Além disso, tal conceito também colabora para uma ideia de que os índios, incapazes, estão condenados implicitamente ao desaparecimento, o que é desmentindo pelas próprias estimativas oficiais que afirmam o crescimento surpreendente da população indígena no Brasil nos últimos anos.

Ao tratar os índios como “tribos”, o texto remete a uma concepção superada de hierarquização sociológica onde se diferenciavam nações, povos, etc., cabendo as “tribos”, o último degrau de uma suposta escala de evolução sociocultural, pensada do ponto de vista Ocidental ou mais precisamente eurocêntrica. Ou seja, existem “tribos” na Europa moderna?! Ao nomearmos povos indígenas, não se trata apenas de uma questão meramente semântica, porém o reconhecimento de grupos humanos que possuem história e expressões socioculturais específicas na História do Brasil, e não fora dela, se tratando ainda de coletividades que possuem na maioria das vezes uma História muito anterior ao próprio Brasil, ao próprio Estado brasileiro.

A ênfase, como aparece no texto em questão, na nossa herança cultural indígena, seja por meio do “artesanato” (porque não Arte Indígena?!), nas “lendas” (por que não mitos indígenas?!), músicas, etc., etc., remete ao assinalado exotismo cultural: uma imagem do índio como um ser alienígena de quem se quer superficialmente conhecer a ‘cultura do índio’ em seus apetrechos materiais visíveis, que seleciona-se, em grande parte das vezes, a partir do ponto de vista consumista. Um consumo do exótico! Desprezando-se, ignorando-se, uma discussão aprofundada da importância das expressões das sócio-diversidades, dos saberes, das formas de ser e das organizações sociopolíticas indígenas, para a história da humanidade e do próprio país.

As concepções aqui assinaladas e questionadas são muito comuns na grande maioria dos textos jornalísticos, em geral, e também em publicações especializadas. O que revela abordagens que não são baseadas em pesquisas e estudos especializados sobre o tema.
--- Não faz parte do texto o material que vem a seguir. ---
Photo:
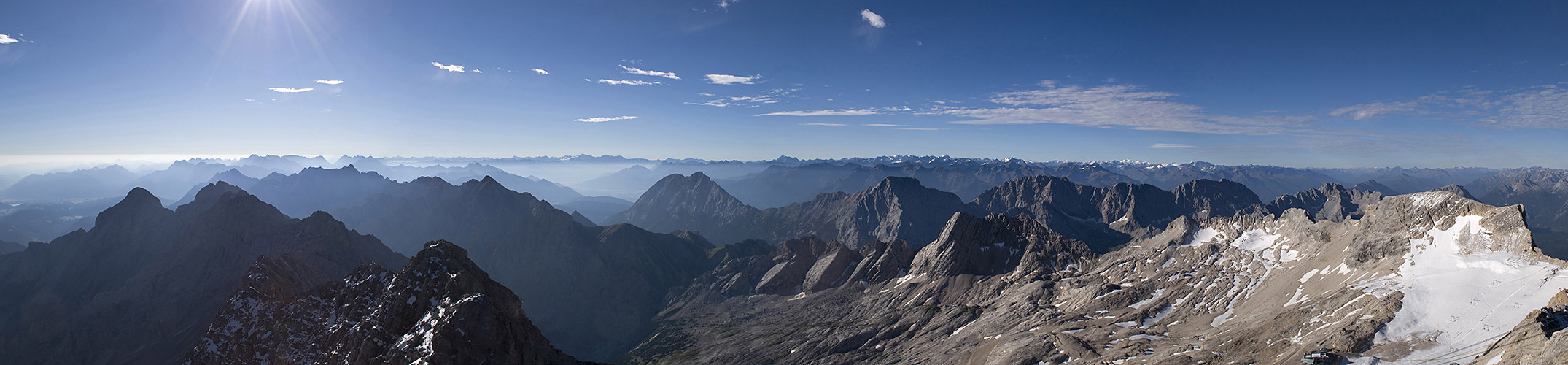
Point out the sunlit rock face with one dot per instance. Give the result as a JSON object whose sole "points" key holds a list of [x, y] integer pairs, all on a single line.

Os povos indígenas inegavelmente ocuparam o cenário sociopolítico em nosso país e a partir de suas mobilizações conquistaram nos últimos anos o (re)conhecimento, o respeito e a garantia a seus direitos específicos e diferenciados. Contribuindo com isso nas discussões sobre as diferenças socioculturais, para se repensar em um novo desenho do Brasil em suas diversidades e pluralidades. Ou melhor, em suas sócio-diversidades.

Esse reconhecimento exige também outras posturas da sociedade e medidas das autoridades governamentais em ouvir dos diferentes sujeitos sociais, as necessidades de novas políticas públicas que reconheçam, respeitem e garantam essas diferenças. A Lei 11.645/2008 determinou a inclusão do ensino da história e culturas indígenas nos currículos escolares, ainda que careça de maiores definições, objetivou a superação dessa lacuna na formação escolar. A medida legal contribui para o reconhecimento e a inclusão das diferenças étnicas dos povos indígenas, para se repensar o país, a História do Brasil.

Os textos publicados, sejam jornalísticos, sejam em revistas especializadas, nos livros didáticos, ou ainda no ambiente acadêmico, devem estar sintonizados com as demandas sociais. Caso contrário, permanecerão reproduzindo, perpetuando antigas desinformações, equívocos e preconceitos sobre os povos indígenas.

* Doutor em História Social pela UNICAMP. Professor no Centro de Educação/Col. de Aplicação da UFPE, leciona no Programa de Pós-Graduação em História/UFPE e no Programa de Pós-Graduação em História/UFCG (Campina Grande/PB). Com vários artigos publicados sobre a história indígena e pesquisas que desenvolve junto ao povo Xukuru do Ororubá (Pesqueira e Poção/PE).

OBS: O texto foi compartilhado por e-mail em abril de 2012 e, posteriormente, publicado no site da ANPUH-PE.